Since then, numerous attempts have been made to draw attention to the medical and scientific communities that, whilst these new developments in cancer treatment have emerged, with outcomes that have benefited patients justifying their high costs costs, currently, this benefit/cost ratio has progressively reversed up to a break-even point and we are now approaching a situation of unaffordability of cancer care, and to our mind as a priority, this trend imposes a challenge regarding the ethics of affordability for future cancer treatment. (Fig. 3) [62]. Our results fit with recent analyses which have determined that in particular, ICI combinations such as Ipi/Nivo exceeds the willingness-to-pay threshold from the perspective of US payers for the treatment of MPM [63‐65]., which place the costing for the incremental cost-effectiveness ratio (ICER) of $372,414.28/QALY [64] and ICER of $475,677/QALY [63] for the newly approved ICI combination in MPM respectively. In this regard, the Phase III CONFIRM trial [66] has been cost-effectiveness built into its trial design and should provide some important data in this regard.

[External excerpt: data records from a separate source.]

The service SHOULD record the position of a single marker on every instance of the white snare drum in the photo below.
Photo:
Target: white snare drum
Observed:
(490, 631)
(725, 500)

To put this into perspective, a recent analysis suggested that the approximate cost for a 24-week treatment of vinorelbine is $515, while that for six cycles of gemcitabine is approximately $887.76 [67], and the cost-effectiveness for the standard cisplatin/pemetrexed using QALY in the UK was ranges from £20,475 to £68,598 between mean and median survival [68], whilst the cost-effectiveness (ICER) of adding bevacizumab to this regimen was estimated at $727,202.589 per QALY [69] (which not unnaturally has led to its poor uptake as a first-line combination therapy in MPM.

Given the low costs associated with the use of vinorelbine and gemcitabine, can we improve of their potential utility in the clinic for the treatment of MPM? In this regard, the use of biomarkers will become imperative. In this regard, 

BAP1 status and sensitivity to cisplatin/pemetrexed, and gemcitabine, coupled with OS has recently been identified as a potentially key biomarker to identify patients that could benefit from this drug [70, 71], or to stratify patients away from cisplatin based therapeutic regimens [72], and to also potentially stratify them for vinorelbine sensitivity (albeit alongside the additional use of BRCA1 and MAD2L1).

Clearly, the use of biomarker based clinical trials such as MIST1 and MIST2 [49, 73], provide a suggestive methodology to achieve these, but the underlying pre-clinical data, patients selection, power and appropriate statistical approaches will be required. However, such basket-case or umbrella also comes with significant ethical challenges [74], and their results come with the real risk of over hype [75]. In real-terms, such an approach may require a large-scale Phase III clinical trial, with to truly determine efficacy.